Feeling Stressed? Hug It Out!

Science Fields

A team of researchers from Ruhr University Bochum studied the physiological effects of embracing loved ones following a stressful event. The study was recently published in the open access journal PLOS ONE mid-May. 

Gesa Berretz who is a PhD student at the Department of Biopsychology at Ruhr University and colleagues set out to investigate how embracing a romantic partner impacts the sympathetic nervous system in the context of a physiologically stressful condition. 

Previous studies have suggested that embracing loved ones elicits positive feelings on behavioral and neurophysiological levels compared to embracing objects. Moreover, embracing has been shown to be associated with lower levels of inflammation, reduced risk of infection, accelerated recovery from viral diseases and increased subjective well-being. 

For this study, Berretz and colleagues worked with 76 young couples to see if embracing buffers against stress. Couples were randomly assigned to either a control condition or an experimental condition. In both conditions, couples went through a stress induction procedure, called the Socially Evaluated Cold Pressor Test (SECPT).
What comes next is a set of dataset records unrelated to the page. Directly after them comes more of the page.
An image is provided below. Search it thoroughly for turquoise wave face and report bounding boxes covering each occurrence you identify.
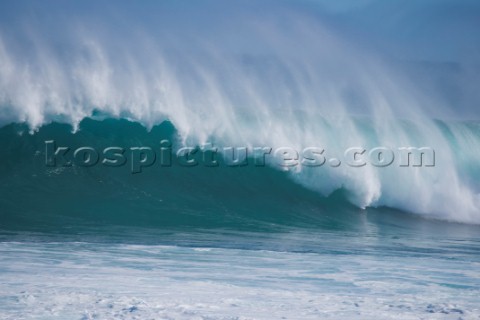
[0,119,478,240]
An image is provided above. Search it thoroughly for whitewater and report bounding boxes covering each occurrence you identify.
[0,0,480,319]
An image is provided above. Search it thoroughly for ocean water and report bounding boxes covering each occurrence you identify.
[0,0,480,320]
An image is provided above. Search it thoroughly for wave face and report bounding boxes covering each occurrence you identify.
[0,1,480,223]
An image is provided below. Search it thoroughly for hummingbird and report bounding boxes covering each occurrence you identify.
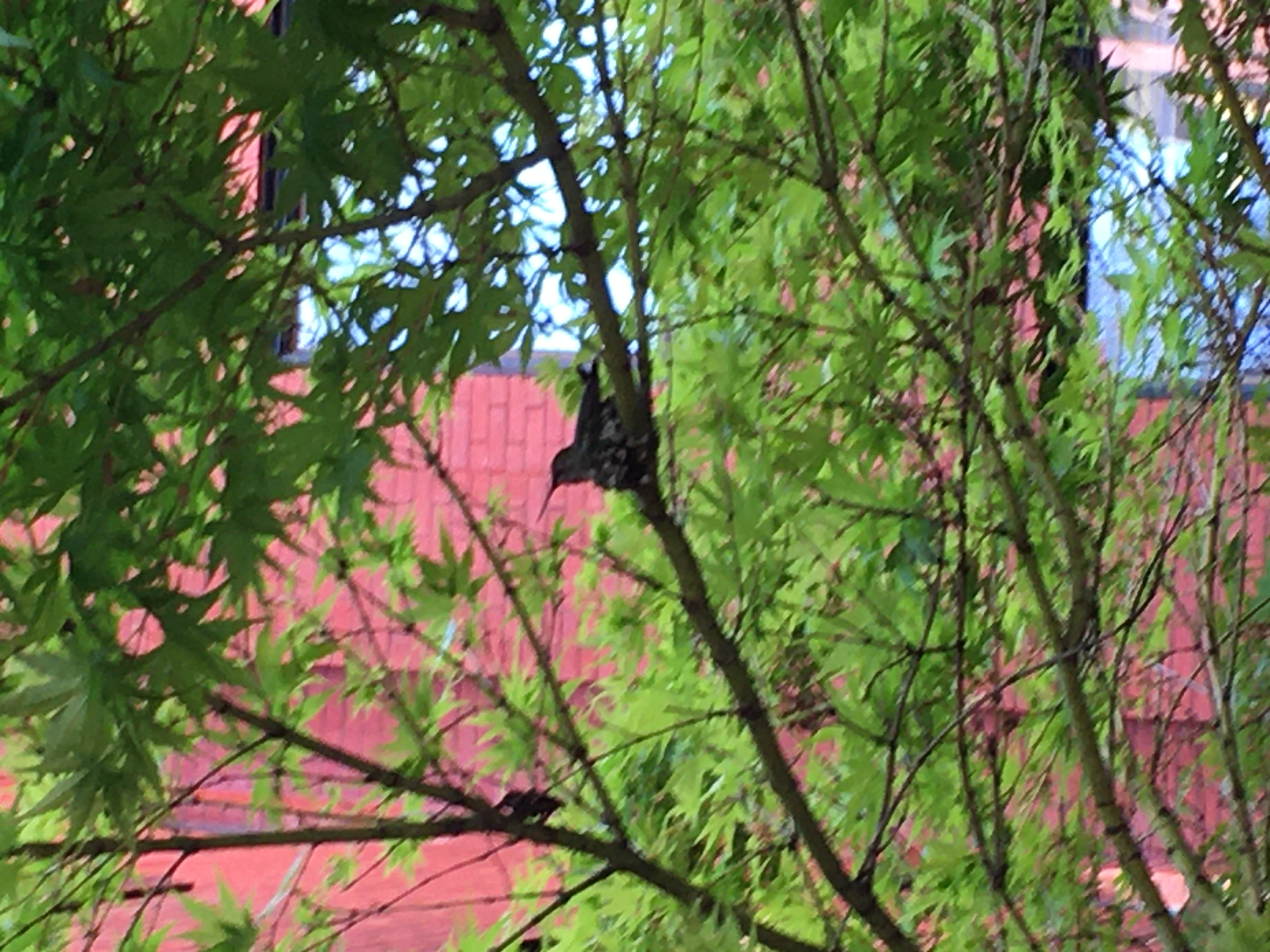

In the experimental condition, however, the couples were told to embrace each other – for about 20 seconds – before the stress test. The couples in both conditions were instructed to place their hand in an ice-cold water bath for three minutes. Following the procedure, the participants’ blood pressure and saliva samples were taken at several time points. 
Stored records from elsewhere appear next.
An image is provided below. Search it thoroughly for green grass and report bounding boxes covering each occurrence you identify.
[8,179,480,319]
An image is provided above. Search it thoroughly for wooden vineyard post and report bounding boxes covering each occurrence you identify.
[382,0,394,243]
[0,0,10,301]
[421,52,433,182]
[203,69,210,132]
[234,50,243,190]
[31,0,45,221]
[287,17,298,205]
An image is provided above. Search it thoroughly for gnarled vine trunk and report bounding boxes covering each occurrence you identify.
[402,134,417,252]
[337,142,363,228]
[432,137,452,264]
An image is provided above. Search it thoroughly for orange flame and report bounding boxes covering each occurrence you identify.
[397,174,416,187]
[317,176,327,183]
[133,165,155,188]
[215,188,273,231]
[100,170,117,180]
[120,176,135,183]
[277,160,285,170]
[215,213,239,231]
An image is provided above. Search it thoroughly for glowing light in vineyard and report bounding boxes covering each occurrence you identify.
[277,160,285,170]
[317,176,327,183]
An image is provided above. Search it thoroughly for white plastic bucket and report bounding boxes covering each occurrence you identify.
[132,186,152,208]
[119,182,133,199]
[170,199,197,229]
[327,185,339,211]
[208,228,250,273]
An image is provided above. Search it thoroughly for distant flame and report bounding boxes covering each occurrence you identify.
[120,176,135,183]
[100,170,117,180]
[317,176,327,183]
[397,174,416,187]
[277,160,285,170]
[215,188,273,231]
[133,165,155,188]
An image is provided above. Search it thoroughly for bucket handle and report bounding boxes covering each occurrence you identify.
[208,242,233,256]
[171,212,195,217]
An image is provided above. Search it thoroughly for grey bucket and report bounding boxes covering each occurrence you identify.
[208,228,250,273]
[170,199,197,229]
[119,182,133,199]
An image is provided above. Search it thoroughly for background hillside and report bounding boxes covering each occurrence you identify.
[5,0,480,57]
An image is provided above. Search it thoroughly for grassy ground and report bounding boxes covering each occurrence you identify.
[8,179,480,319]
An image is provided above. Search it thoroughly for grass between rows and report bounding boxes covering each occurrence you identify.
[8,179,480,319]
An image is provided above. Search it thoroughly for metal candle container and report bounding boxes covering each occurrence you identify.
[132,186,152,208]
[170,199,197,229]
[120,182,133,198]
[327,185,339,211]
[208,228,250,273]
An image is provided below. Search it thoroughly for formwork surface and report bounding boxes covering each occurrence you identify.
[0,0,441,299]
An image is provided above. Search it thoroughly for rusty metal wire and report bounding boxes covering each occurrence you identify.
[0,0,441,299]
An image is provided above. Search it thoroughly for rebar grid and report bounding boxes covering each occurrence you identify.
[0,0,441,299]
The results of the study showed that there was a significant reduction in cortisol response in the experimental – embrace condition compared to the control group. However, the effect was observed in women only. On the other hand, the researchers report no significant changes in blood pressure or affective state in relationship to the embrace. 

Why did women reap more benefits from the embrace? According to Berretz and colleagues, this could be due to the varying levels of oxytocin released between men and women after the embrace. Oxytocin is known to play a role in the reduction of the stress hormone, cortisol in the human body.

While there is more work to be done with regards to the effects of social touch on the nervous system, the findings suggest that embraces between romantic partners help to keep cortisol levels at bay specifically for women.